"Everything's connected," as my father likes to tell me. And good quality hair clips are no exception, of course.
Bear with me on this and you'll see how small details can indeed matter. Even in an incident of violent crime.
You Can Become a Victim AnywhereA couple weeks ago I became a crime statistic.
If you've been following my blog or emails for a while, you probably know that I am a bit keen on figure skating. I skate 3-4 days every week and I have hopes of competing in the British Nationals next year (at a low level, though - I'm not that good!)
So I was squeezing in a short practice at the ice rink during the public session in the afternoon when a group of five young teenagers decided they took a dislike to me.
They had been fooling around on the ice earlier playing a dangerous game and the management had very strongly told them off. They were actually lucky that they hadn't been banned.
They subsequently decided that I had been the one that had "grassed them up." Which I hadn't.
When I later stepped off the ice to get a drink from my bag, two girls from the group skated up and shouted at me, demanding to know why I had reported them. This became more heated, even as I explained management had CC TV covering the ice and everyone had seen them.
The girls swore at me and one then threw a water bottle cap in my face before skating off.
I figured that was the end of the matter. As they were clearly not afraid of threatening behaviour, I decided it was unsafe to return to the ice with them around. Not wanting another confrontation, I took my skates off and packed my bag to leave.
It is my habit to keep my skatebag near one of the side fire exits. This is because I can put my skates on close to the gate and it is only two steps from the bench onto the ice. This helps keep my blades sharp. Unfortunately is also a corner of the ice rink that is rather isolated.
As I stood to go, the two girls stepped into this corner and positioned themselves, blocking both exit passages.
I approached one of the girls as I made my way to leave, and put a hand on her wrist so I could pass.
"Don't you push me," she said.
"I'm not pushing anyone," I replied, and firmly holding her wrist I moved her arm aside and stepped through.
"Where are you going?" she shouted after me.
I said nothing and suddenly I was punched in the back.
Never Underestimate Your OpponentI'm sure with my grey hair I probably appeared to this girl like a weak target. She had no way of guessing that I train to fight in both karate and kickboxing three days a week and I have one hell of a reverse punch.
I spun around, and without thinking grabbed her upraised arm. I was about to follow through on what would have been for me the instinctive and well-practiced second strike.
She was in a bad position, physically weak, on skates with poor balance, standing at the top of a set of stairs.
"What, think you're tough?" she spat into my face. And thank goodness she did.
I immediately recognised that this girl had her blood up and was only interested in escalating the fight.

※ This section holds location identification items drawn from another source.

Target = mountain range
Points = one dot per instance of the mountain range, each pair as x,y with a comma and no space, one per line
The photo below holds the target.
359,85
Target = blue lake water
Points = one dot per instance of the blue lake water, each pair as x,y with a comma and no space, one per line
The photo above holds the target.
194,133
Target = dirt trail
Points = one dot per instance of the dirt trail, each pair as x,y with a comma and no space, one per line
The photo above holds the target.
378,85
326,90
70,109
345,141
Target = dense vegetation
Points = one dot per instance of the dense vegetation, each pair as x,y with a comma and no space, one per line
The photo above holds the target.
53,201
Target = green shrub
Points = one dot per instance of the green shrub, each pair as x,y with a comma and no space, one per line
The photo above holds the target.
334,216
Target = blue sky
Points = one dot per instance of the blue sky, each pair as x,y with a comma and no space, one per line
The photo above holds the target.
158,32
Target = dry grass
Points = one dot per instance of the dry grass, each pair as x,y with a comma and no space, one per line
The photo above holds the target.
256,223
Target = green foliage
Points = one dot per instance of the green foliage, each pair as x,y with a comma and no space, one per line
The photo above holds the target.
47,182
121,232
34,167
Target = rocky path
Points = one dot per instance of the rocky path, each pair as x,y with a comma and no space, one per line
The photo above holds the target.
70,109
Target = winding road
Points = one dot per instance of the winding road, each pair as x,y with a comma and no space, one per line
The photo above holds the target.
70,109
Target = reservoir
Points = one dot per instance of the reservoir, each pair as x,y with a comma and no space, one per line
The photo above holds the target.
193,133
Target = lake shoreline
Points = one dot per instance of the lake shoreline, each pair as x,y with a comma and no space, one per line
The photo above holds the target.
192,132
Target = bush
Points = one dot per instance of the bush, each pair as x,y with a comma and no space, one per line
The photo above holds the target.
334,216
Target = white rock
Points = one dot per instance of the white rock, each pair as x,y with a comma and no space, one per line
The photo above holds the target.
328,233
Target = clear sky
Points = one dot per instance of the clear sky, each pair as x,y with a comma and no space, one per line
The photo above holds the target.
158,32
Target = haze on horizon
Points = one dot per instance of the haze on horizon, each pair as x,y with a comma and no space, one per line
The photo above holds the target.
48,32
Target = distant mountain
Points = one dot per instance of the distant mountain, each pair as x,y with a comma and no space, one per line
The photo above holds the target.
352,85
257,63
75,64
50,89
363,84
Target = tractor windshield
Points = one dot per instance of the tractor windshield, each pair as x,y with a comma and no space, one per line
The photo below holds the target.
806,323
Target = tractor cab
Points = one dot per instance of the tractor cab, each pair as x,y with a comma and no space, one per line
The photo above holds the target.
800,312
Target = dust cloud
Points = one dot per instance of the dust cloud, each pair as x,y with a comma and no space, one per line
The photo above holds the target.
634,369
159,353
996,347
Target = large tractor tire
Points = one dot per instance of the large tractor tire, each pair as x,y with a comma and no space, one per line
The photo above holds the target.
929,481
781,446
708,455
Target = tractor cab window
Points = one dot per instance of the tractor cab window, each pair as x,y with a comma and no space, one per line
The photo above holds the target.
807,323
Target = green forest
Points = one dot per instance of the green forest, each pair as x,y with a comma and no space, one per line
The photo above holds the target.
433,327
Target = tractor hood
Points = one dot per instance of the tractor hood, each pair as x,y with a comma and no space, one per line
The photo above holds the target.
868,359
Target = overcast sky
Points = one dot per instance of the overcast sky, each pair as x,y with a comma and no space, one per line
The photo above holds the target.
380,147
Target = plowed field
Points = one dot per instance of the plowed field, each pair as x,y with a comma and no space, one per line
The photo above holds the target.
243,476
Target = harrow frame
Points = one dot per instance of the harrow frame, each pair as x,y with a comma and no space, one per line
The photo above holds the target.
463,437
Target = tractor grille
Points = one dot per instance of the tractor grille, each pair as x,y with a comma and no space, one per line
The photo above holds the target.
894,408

The image that immediately came to my mind was a scene from the original Karate Kid film, where Mr Miagi councils his young student Daniel that "the best defence is to not be there."
I immediately released her, saying "No. I'm not tough. I'm going."
Then I turned my back to her and started walking away.
Now this was very risky for me.
Because, and this is important, I didn't have my hair up in a good hair clip.
Long Hair Can Be a LiabilityMy biggest worry as I turned from this girl was that she would go for my hair. When I later talked about the assault with my karate teacher he agreed that was the point when I was possibly the most vulnerable.
If she had got my hair and used that advantage to get me to the ground, with them wearing ice skates it would have gone very badly for me.
She hit me twice more in the back as I walked away, but she was fortunately hobbled by her skates as her friends called for her to leave me.
I reported the incident to the children's teachers (who were having tea and a nice chat in the cafe), and to the management. Then I left.
After getting home I phoned my husband, then the police and officially joined the massive pool of statistics recording violent crime.
What I learned by becoming a crime statisticI have two lessons from this experience that I want to impress upon you:
1. Every woman should take up a real martial arts course. Not some girly "punch in the air" boxercise class at the gym. A proper course where you repeat "double jab, cross, duck, hook, reverse" over and over and over until you can do it instinctively both with power and speed. You might just need it. Plus your husband will probably thinks it really cool.
2. Have a good hair clip, for crying out loud. Not only does it keep your hair out of your way and looking good, whether you are battling work colleagues or feral teenagers, once you're a bit handy with your left hook punch a strong barrette or beak clip makes for a nasty, nasty weapon.
And I can almost guarantee your assailant will be extremely surprised to find you suddenly armed.